Cheguei à casa de meu amigo pouco antes do jogo terminar. Creio que ele ficou surpreso com as imagens trazidas. Nem sempre percebemos o que pode morrer com nossa casa quando nossa casa vai morrer.
Meu amigo é torcedor do Flamengo, mas uma de suas irmãs, já falecida, era tricolor. Ele me conta esse fato, um tanto comovido. Todos nós, afinal, vez por outra, nos comovemos com a memória das pessoas que amamos. Final de jogo. O Fluminense estava entre os quatro melhores times do mundo e me remetia a novas tarefas de torcida, na próxima terça-feira. Na próxima terça eu verei o jogo, isto é certo. Isto é muito certo.
Sigo em direção à minha casa. Por alguma razão, esqueço do Fluminense.
Por alguma razão, continuo pensando na casa de meu amigo que ia (que vai) morrer. Que vai ser demolida, para que, sobre ela, se construa um prédio. Um prédio que vai tornar a cidade ainda mais calorenta.
Sei que meus amigos, que viveram nessa casa e onde foram muito felizes, devem estar sentindo muito com a sua demolição. Aliás, sei que essa casa tem (tinha… teve…) muitas e incríveis histórias. Talvez um dia eles as contem – ou eu mesmo, quem sabe. Também sei que todos nós gostaríamos que, como num conto de fadas, esta crônica sensibilizasse a incorporadora a não demolir a casa que vai morrer (que ela, a incorporadora, vai demolir). Ou que, ao menos, retirasse, cuidadosamente, o patrimônio arquitetônico que se constitui como portas, escadas, pisos, ladrilhos, lustres, louças, vidros… e doasse tudo isso para algum órgão público e que esse órgão público preservasse a cultura.
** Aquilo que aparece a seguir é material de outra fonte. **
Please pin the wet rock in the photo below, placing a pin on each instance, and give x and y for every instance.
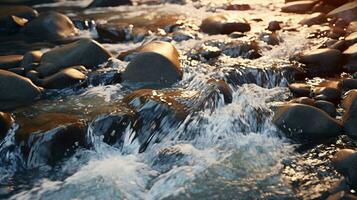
(5, 124)
(11, 61)
(50, 26)
(86, 52)
(62, 79)
(326, 106)
(111, 34)
(315, 18)
(352, 27)
(158, 112)
(238, 7)
(347, 12)
(113, 127)
(271, 39)
(321, 62)
(274, 26)
(345, 161)
(156, 63)
(349, 117)
(31, 57)
(109, 3)
(330, 94)
(223, 88)
(298, 7)
(350, 59)
(292, 120)
(340, 45)
(343, 195)
(300, 89)
(47, 138)
(16, 90)
(244, 49)
(224, 24)
(18, 70)
(304, 100)
(349, 84)
(351, 38)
Isso porque a casa que ia (que vai) morrer não é qualquer casa, não é, mesmo, qualquer casa. É uma casa que, embora não seja famosa e não habite o imaginário dos arquitetos e historiadores, muito facilmente poderia se enquadrar na categoria de um “palacete belemense”. Sim, sei muito bem que essa categoria é capiciosa, mas ela tem uma tradição narrativa que merece ser escutada. Todos queremos que Belém proteja seu patrimônio histórico, mas todos sabemos, também, como o presente (senão mesmo o capial, sinônimo de “presente”) devora o passado.
Meu encontro com essa casa que ia (que vai) morrer me comoveu e ocupou o meu dia. Não foi a primeira vez que vi casas morrerem. Já vi minha própria casa morrer – a casa onde passei minha infância e minha juventude – levando consigo objetos que eu não tive nenhuma condição emocional de resgatar. Vi morrer também a casa de meus avós. Vi morrer a casa da minha bisavó, em Icoaraci. Vi morrer a casa, o sobrado, de minha tataravó, na velha praia do Bispo, no Mosqueiro.
Sei que casas morrem, tal como tudo morre: passados, famílias, amizades, boas intenções, devoções, afetos sinceros e até amores verdadeiros. Tudo morre. Tudo morre nesta vaga vida na qual mais coisas há que morrem do que há coisas que sobrevivam. Também sei que cidades morrem. Belém, por exemplo, morre o tempo todo. Belém, aliás, deve ser uma das cidades que mais morrem na história das cidades e, nesse contexto, casas morrerem, sistematicamente, dentro de Belém.